Relation extraction is a key task in ontology learning from texts. The identification of candidate relations has been the subject of large body of literature and many approaches have been proposed (linguistic, statistical or hybrid approaches, based or not on learning methods). However, this is an error-prone step (imprecise lexico-syntactic patterns, accuracy of learning techniques under 100 %, chaining of NLP tools in pre-processing steps, etc.). Validating candidate relations is a crucial step before integrating them into semantic resources.

This paper concerns the validation of candidate hierarchical relations, the backbone of ontologies. While manual validation is a time-consuming task requiring domain expert judges, automatic ones rely on external semantic resources (such as WordNet, BabelNet), which are usually non domain-specific, or gold standards, which may suffer of imperfections or low domain coverage. The proposal here relies on the extraction of hierarchical semantic relations from parallel enumerative structures (called hereafter PES) [4]. This choice is motivated by the following reasons: (1) PES often carry hierarchical relations; (2) they are frequent in corpora, especially in scientific or encyclopedic texts (rich sources of semantic relations); and (3) they have well-established discursive properties bringing up a semantic unit within the structure. The originality of our approach lies in the discourse properties of PES for disambiguating candidate relations and in the combination of two complementary external resources, a semantic network and a distributional resource. While the semantic network allows for validating the candidate relations with a good level of precision, the distributional resource, which does not specify the nature of the relation but offers a good coverage, allows for emerging new relations, which may enrich the network itself. Although evaluated for the French language, the approach remains reproducible for any other language.

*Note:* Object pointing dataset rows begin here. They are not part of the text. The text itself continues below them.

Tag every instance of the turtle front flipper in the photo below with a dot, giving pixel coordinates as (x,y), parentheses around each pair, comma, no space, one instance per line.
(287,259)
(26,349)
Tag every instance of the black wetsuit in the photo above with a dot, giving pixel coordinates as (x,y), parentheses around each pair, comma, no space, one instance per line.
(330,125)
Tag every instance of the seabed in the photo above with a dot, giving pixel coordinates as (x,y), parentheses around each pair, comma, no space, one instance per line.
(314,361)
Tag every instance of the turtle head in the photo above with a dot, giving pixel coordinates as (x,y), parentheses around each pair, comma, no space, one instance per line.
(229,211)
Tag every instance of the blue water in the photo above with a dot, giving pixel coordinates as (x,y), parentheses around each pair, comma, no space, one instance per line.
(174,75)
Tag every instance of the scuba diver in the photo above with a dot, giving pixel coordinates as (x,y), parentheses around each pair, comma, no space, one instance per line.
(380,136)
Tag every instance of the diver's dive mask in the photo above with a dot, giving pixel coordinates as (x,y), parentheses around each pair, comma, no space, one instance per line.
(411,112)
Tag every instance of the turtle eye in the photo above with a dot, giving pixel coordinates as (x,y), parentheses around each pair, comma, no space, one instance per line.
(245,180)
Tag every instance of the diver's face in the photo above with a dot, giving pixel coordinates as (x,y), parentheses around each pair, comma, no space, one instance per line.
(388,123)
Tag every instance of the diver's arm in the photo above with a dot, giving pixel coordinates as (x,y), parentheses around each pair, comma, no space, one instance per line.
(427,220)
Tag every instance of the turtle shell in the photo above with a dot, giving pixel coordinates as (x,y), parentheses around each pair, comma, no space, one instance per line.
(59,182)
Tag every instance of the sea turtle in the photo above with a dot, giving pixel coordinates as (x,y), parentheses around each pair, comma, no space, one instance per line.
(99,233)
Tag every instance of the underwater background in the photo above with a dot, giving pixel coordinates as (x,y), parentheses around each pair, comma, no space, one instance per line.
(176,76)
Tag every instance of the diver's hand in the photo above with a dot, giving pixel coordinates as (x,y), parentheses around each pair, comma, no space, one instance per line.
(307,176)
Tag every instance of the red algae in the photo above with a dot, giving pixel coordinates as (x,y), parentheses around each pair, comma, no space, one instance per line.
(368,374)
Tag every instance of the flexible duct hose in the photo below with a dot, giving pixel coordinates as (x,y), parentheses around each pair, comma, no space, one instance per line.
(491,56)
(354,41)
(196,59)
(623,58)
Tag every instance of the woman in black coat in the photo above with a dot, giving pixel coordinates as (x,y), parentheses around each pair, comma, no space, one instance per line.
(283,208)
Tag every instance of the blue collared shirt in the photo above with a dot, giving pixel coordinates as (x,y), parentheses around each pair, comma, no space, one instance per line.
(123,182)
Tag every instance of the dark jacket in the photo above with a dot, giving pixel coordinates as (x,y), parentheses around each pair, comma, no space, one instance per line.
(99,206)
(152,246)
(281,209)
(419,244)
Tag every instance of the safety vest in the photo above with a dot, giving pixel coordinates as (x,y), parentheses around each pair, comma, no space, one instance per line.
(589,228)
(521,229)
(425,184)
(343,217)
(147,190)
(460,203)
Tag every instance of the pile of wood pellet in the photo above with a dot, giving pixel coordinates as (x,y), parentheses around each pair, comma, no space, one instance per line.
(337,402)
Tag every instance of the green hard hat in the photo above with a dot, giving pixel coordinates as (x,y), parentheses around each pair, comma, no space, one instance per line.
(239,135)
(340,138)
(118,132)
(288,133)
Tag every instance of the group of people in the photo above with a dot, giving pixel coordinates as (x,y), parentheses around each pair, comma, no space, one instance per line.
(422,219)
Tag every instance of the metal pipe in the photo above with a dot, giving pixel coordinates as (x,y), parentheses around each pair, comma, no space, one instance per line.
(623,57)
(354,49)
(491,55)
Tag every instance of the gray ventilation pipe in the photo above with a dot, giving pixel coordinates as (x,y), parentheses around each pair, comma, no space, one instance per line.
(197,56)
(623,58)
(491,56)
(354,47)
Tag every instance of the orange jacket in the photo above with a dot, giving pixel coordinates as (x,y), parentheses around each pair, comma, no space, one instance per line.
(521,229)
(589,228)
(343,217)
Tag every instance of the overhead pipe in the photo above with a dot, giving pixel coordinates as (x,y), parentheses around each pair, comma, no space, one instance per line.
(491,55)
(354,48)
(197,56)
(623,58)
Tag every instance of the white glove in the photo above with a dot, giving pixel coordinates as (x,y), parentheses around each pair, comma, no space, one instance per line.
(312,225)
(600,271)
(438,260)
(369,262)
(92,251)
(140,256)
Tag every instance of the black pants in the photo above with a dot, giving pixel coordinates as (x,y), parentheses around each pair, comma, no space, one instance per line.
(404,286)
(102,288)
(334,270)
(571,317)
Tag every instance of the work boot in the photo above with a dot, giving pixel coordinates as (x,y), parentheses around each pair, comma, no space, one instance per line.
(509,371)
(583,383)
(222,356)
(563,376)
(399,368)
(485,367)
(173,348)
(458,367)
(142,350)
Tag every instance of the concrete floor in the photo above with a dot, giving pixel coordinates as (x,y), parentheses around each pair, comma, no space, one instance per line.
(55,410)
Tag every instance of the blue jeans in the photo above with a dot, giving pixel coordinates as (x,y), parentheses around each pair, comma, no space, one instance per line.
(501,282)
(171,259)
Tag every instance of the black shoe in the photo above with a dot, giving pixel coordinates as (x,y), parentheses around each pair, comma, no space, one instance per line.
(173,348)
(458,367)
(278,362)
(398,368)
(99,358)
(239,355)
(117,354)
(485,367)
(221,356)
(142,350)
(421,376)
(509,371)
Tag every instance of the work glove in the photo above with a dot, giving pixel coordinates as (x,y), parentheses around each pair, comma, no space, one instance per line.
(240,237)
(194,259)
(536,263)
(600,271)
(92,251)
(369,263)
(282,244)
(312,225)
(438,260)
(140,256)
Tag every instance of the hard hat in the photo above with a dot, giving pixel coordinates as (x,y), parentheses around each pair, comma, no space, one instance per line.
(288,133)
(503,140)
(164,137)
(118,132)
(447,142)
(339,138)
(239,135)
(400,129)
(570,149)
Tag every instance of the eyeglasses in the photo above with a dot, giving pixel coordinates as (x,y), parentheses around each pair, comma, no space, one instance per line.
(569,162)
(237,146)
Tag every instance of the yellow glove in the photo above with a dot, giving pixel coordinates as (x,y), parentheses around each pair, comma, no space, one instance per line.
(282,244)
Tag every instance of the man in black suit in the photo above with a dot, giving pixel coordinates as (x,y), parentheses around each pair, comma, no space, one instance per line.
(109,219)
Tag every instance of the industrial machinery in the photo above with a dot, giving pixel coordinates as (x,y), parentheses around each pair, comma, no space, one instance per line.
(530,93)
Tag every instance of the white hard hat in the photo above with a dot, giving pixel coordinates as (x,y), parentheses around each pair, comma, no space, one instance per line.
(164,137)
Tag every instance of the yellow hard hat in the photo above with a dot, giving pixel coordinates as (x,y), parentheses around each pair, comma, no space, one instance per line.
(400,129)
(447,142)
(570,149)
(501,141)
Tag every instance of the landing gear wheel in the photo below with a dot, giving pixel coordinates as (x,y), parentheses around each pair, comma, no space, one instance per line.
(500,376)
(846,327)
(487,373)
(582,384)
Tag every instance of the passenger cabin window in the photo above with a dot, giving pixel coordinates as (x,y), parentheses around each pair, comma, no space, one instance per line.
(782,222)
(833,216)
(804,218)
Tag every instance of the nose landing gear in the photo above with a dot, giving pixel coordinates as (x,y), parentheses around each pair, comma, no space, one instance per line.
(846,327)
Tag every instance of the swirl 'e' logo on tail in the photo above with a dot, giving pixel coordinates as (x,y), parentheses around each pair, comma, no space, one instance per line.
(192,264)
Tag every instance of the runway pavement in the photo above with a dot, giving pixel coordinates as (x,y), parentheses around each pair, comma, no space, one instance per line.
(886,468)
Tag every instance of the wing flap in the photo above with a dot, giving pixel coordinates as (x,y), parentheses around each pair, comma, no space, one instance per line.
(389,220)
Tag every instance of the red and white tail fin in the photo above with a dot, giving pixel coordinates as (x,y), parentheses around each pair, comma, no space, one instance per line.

2 Parallel Enumerative Structures

An enumerative structure is a textual structure expressing hierarchical knowledge through different components: a primer, a list of items (at least two) constituting the enumeration, and possibly a conclusion. Different typologies have been proposed [3, 5]. Here, we consider enumeratives structures for which the enumeration items are functionally equivalent (from a syntactic and rhetoric point of view) (Fig. 1). From a discursive point of view, the items are independent in a given context: they are in turn connected by a multi-nuclear rhetoric relation (or coordination), the first item being linked to the primer by a nuclear-satellite relation (or subordination) (Fig. 2). According to the RST (Rhetorical Structure Theory) [2], if “DU\(_{j}\) (where DU corresponds to Discourse Unit) is subordinated to DU\(_i\), hence each DU\(_k\) coordinated with DU\(_j\) is subordinate to DU\(_i\)”. Thereby, N nuclear-satellite relations between DU\(_0\) and DU\(_i\), for i=1,...,N (if N is the number of items in the ES) can be inferred. These N relations can be specialised in N semantic relations R(H, h\(_i\))\(_{i=1,...,N}\) of same nature, where H correspond to a term of DU\(_0\), and h\(_i\) to a term of DU\(_i\). From Fig. 2, three relations can be identified: R(disease, Cholera), R(disease, Colorectal cancer), and R(disease, Diverticulitis).

Fig. 1.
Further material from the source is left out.